三菱航空機(愛知県豊山町)が、国産初のジェット旅客機「MRJ」の名称を「スペースジェット」に変更する方針を固めた。納入延期を繰り返したMRJのイメージを刷新し、受注拡大を目指す。開発費が6千億円超に達する大型案件の戦略転換といえそうだ。
MRJは「ミツビシ・リージョナル・ジェット」の頭文字に由来するが、リージョナルには「地域の」という意味があり、「狭いイメージを連想する」との指摘もあった。新名称は三菱を外す一方、スペース(空間)という単語を使う。小型機ながら広い室内空間が実現できることをアピールする狙いもありそうだ。

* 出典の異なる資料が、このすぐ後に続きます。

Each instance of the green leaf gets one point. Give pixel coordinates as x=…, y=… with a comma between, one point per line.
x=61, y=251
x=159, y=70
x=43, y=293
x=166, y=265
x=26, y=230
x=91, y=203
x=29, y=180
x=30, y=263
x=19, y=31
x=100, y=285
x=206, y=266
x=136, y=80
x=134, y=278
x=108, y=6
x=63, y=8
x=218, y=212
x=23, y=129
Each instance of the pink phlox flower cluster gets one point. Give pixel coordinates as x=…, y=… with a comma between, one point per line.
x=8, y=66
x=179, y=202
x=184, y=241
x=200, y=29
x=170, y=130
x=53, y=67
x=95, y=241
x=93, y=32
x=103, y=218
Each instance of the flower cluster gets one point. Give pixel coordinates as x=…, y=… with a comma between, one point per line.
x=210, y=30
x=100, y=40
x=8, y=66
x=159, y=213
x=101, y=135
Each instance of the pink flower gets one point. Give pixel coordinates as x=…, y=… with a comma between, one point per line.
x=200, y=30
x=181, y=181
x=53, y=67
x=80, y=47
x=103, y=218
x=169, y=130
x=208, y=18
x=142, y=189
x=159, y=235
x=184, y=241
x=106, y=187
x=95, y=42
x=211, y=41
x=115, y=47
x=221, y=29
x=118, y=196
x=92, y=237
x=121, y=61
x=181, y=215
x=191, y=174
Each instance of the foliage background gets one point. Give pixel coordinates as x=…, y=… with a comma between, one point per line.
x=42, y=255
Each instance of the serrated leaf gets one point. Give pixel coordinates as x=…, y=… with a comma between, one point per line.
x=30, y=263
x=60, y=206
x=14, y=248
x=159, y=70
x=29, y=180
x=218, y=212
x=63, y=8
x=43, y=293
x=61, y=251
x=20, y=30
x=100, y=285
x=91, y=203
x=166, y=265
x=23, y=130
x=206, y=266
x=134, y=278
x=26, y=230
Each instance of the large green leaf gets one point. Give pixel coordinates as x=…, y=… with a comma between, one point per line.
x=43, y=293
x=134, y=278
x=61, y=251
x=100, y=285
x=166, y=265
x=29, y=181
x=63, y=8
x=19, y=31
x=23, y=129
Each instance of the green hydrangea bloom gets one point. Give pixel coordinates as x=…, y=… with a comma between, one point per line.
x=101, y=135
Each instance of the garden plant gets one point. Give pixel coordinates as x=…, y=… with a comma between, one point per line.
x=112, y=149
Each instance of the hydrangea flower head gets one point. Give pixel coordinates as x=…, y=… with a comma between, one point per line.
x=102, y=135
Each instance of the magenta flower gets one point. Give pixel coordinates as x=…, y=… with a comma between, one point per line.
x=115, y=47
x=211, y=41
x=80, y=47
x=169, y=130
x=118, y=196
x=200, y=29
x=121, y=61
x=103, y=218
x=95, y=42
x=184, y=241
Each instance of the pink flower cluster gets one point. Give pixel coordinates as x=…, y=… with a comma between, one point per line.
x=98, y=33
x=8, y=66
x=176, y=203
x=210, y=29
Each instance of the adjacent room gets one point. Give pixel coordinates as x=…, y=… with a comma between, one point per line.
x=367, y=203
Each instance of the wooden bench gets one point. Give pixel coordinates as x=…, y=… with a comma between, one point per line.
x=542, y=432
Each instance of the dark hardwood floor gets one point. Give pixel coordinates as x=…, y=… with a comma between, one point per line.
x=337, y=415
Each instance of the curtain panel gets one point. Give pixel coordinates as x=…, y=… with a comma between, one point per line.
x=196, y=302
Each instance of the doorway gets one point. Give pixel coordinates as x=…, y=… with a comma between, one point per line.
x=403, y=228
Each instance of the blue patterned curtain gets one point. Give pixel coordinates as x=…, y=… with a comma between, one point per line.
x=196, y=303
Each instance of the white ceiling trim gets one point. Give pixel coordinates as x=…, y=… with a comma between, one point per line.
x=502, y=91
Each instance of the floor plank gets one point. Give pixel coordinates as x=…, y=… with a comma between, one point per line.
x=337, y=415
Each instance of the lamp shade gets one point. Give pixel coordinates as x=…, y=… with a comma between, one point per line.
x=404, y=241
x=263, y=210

三菱航空機は座席数がおよそ90席、70席の2種類の機体を開発している。90席の機体から実用化を目指すが、今後は需要のある70席規模の機体も開発を加速させる。最大市場の米国では、90席規模の機体が航空会社の労使協定によって運航できない状況が続いているからだ。70席規模は協定に該当せず、他社も古いモデルしか用意していない。航空アナリストの杉浦一機氏は「90席規模の機体だけだと需要を取りこぼすおそれがある。70席規模の機体開発が重要になる」と指摘する。
そのため、受注が見込める米国に拠点を移したり、一部の国産部品を海外製に切り替えたりする可能性がある。ただ、主力機を変更することで投資回収の時期が遅れる可能性が出てきた。MRJは「国産初のジェット旅客機」を掲げて開発に取り組んできただけに、国内部品メーカーの反発も予想される。三菱航空機は6月に開かれる世界最大級の航空ショー「パリ航空ショー」に合わせて、こうした計画を公表するとみられる。(初見翔)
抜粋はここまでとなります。